<font color=gray>Oracle Cloud Infrastructure Data Science Demo Notebook

Copyright (c) 2021 Oracle, Inc.<br>
Licensed under the Universal Permissive License v 1.0 as shown at https://oss.oracle.com/licenses/upl.
</font>

***
# <font> Using Data Science Jobs to Automate Model Building and Training</font>
<p style="margin-left:10%; margin-right:10%;">by the <font color=teal> OCI Data Science PM Team </font></p>

***

**<font color='red'>NOTE: This notebook was run in the TensorFlow 2.7 for CPU (slug: `tensorflow27_p37_cpu_v1`) conda environment with ADS version 2.5.10. Upgrade your version of ADS (see cell below) and restart your kernel.</font>**

In [None]:
#!pip install oracle-ads==2.5.10

In [None]:
import ads
print(ads.__version__)

# Create a Simple Model training Script 

First step will be to create a simple model training script that is identical to the training steps we wrote in notebook `1-model-training.ipynb`. We store the training script inside of a job artifact folder (`./job-artifact`)

This is the script that will be executed as a Data Science Job. 

The script: 
* pulls the data from object storage;
* does data transformation on the data; 
* creates an sklearn pipeline object; 
* trains a random forest classifier; 
* saves the sklearn pipeline object (joblib) to disk in the model artifact folder; 
* uses the model artifact files in the model-artifact folder to create a model artifact object from a local folder (ModelArtifact(path))
* saves the model to the model catalog

In [None]:
%%writefile job-artifact/attrition-job.py 

import io
import warnings
import logging
import os
from os import path 
from os.path import expanduser
from os.path import join

from category_encoders.ordinal import OrdinalEncoder
from collections import defaultdict

from ads.common.model import ADSModel
from ads.dataset.factory import DatasetFactory
from ads.evaluations.evaluator import ADSEvaluator

import pandas as pd

from sklearn.base import TransformerMixin
from sklearn.ensemble import RandomForestClassifier
from sklearn.pipeline import make_pipeline
from sklearn.preprocessing import LabelEncoder
from sklearn.model_selection import GridSearchCV
from sklearn.metrics import get_scorer

from dataframelabelencoder import DataFrameLabelEncoder

from ads.common.model_artifact import ModelArtifact
from ads.common.model_export_util import prepare_generic_model
import joblib 

import ads 
ads.set_auth("resource_principal")

warnings.filterwarnings('ignore')
logging.basicConfig(format='%(levelname)s:%(message)s', level=logging.ERROR)

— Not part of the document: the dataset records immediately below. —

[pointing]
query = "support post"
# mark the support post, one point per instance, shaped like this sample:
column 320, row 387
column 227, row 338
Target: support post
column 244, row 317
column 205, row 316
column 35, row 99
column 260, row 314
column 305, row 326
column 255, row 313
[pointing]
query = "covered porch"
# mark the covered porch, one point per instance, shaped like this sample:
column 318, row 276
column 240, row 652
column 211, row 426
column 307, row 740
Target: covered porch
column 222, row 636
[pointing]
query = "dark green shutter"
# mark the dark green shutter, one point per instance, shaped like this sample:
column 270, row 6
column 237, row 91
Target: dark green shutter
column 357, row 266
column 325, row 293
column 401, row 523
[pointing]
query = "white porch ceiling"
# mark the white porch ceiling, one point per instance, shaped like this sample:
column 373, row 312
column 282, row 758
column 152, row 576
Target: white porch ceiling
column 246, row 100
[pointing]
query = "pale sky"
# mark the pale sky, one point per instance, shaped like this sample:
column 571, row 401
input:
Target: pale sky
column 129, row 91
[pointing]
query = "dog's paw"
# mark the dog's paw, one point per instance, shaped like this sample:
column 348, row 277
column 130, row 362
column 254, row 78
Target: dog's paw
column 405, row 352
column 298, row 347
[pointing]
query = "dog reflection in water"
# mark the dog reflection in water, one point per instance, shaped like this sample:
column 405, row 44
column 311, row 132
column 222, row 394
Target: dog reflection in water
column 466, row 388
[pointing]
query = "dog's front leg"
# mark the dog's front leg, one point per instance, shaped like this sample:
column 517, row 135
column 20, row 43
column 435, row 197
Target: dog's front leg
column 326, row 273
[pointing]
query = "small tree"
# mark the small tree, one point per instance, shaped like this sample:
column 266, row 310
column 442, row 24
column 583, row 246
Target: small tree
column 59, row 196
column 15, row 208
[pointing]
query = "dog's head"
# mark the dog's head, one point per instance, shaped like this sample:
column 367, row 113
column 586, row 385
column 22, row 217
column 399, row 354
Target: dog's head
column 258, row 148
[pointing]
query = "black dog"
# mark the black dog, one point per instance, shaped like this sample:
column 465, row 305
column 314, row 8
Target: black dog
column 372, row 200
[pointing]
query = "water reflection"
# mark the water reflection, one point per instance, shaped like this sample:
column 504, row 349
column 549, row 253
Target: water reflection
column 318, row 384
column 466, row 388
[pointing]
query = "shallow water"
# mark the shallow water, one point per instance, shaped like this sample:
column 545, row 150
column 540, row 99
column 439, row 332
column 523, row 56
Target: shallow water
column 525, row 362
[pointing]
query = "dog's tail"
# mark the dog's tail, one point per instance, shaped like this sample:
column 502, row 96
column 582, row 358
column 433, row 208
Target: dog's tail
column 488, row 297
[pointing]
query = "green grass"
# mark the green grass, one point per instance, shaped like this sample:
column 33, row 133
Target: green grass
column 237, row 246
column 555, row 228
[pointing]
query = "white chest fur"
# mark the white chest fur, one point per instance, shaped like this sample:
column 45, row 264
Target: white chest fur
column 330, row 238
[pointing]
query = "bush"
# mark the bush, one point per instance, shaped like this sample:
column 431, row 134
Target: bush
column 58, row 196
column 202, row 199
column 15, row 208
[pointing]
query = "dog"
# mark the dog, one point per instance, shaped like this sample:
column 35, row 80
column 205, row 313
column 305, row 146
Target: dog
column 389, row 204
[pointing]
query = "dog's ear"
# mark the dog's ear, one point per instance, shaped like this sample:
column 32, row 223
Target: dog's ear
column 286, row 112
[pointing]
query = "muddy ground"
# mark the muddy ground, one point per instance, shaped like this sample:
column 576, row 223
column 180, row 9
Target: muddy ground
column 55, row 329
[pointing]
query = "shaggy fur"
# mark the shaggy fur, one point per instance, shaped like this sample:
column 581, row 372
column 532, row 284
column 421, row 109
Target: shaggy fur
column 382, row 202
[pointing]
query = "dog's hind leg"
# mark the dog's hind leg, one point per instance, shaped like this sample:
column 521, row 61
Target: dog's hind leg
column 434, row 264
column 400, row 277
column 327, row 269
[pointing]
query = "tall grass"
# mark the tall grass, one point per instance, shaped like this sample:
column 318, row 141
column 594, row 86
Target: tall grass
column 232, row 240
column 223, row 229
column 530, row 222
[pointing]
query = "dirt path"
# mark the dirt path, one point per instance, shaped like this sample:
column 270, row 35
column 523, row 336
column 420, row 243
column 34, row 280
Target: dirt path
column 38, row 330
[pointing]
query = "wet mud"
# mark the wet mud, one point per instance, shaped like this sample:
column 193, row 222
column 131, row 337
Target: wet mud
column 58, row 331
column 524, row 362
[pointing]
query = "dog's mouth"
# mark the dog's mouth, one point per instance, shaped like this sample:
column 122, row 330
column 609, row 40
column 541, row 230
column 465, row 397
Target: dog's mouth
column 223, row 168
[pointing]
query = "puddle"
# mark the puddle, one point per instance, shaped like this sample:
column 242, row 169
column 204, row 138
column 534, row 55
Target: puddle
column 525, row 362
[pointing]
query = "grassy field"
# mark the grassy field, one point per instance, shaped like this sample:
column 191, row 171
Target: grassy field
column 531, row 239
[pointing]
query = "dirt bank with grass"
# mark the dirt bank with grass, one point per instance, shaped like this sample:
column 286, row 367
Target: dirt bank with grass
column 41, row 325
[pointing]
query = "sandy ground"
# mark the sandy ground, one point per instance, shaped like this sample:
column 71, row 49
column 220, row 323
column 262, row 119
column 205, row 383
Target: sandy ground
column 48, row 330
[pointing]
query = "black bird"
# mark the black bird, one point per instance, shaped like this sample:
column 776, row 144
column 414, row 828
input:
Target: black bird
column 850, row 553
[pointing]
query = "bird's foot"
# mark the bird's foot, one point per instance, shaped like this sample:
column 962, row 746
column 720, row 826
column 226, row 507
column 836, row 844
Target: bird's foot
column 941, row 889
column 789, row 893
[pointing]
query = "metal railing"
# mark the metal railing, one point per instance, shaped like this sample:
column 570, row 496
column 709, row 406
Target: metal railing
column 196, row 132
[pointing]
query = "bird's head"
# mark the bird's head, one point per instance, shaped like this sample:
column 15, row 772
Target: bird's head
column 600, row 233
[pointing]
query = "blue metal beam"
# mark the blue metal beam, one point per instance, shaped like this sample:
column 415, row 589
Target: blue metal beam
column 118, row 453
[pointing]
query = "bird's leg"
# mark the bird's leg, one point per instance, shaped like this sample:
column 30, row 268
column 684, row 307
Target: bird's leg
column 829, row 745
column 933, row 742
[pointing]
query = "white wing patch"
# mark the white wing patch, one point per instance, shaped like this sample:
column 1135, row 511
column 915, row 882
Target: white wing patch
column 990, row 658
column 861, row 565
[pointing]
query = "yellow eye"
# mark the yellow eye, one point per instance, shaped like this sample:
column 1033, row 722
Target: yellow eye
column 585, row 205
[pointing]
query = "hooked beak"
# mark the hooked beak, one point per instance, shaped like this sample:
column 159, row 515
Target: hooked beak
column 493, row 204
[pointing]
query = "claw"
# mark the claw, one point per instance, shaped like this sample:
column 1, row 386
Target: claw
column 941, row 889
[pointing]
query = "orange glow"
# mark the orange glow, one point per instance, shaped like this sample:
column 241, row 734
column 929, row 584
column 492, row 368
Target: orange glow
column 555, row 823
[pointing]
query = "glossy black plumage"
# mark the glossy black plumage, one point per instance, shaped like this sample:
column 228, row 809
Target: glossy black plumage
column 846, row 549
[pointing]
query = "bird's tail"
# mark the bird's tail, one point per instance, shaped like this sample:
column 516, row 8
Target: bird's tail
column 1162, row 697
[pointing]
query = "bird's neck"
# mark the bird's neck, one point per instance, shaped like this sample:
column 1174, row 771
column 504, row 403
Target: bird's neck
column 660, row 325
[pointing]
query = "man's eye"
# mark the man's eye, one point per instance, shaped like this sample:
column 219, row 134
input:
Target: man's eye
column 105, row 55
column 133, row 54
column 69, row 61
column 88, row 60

# downloading the data from object storage: 
bucket_name = "hosted-ds-datasets"
namespace = "bigdatadatasciencelarge"
ds = DatasetFactory.open(
        "oci://{}@{}/synthetic/orcl_attrition.csv".format(bucket_name, namespace), 
    target="Attrition",  storage_options={'config':{}, 'region': 'us-ashburn-1', 'tenancy':os.environ['TENANCY_OCID']}).set_positive_class('Yes')

print("done downloading data")

# Transforming the data: 
transformed_ds = ds.auto_transform(fix_imbalance=False)
train, test = transformed_ds.train_test_split()

print("done auto-transform data")

X = train.X.copy()
y = train.y.copy()

le = DataFrameLabelEncoder()
X = le.fit_transform(X)

# Training the Random Forest Classifier: 
sk_clf = RandomForestClassifier(random_state=42)
sk_clf.fit(X, y)

sk_model = make_pipeline(le, sk_clf)

print("completed model training")


# Path to artifact directory for my sklearn model: 
path = "model-artifact/"


print("serializing sklearn object")
print(f"current path:  {os.path.abspath('.')}")
print(f"list content of cwd: {os.listdir('.')}")
print(f"model-artifact exists:  {os.path.exists('./model-artifact/')}")
print(f"full path exists: {os.path.exists(os.path.join(os.path.abspath('.'), path))}")

# Creating a joblib pickle object of my random forest model: 
#joblib.dump(sk_model, os.path.join(os.path.abspath("."), path, "model.joblib"))
joblib.dump(sk_model, "/home/datascience/decompressed_artifact/job-artifact/model-artifact/model.joblib")

print("preparing model artifact")

#sk_artifact = ModelArtifact(os.path.join(os.path.abspath("."), path))
sk_artifact = ModelArtifact("/home/datascience/decompressed_artifact/job-artifact/model-artifact/")
print("done creating sk_artifact")


sk_artifact.populate_schema(X_sample=train.X, y_sample=train.y)

print("done populating schema")

print("done preparing model artifact")

print("saving model artifact to catalog")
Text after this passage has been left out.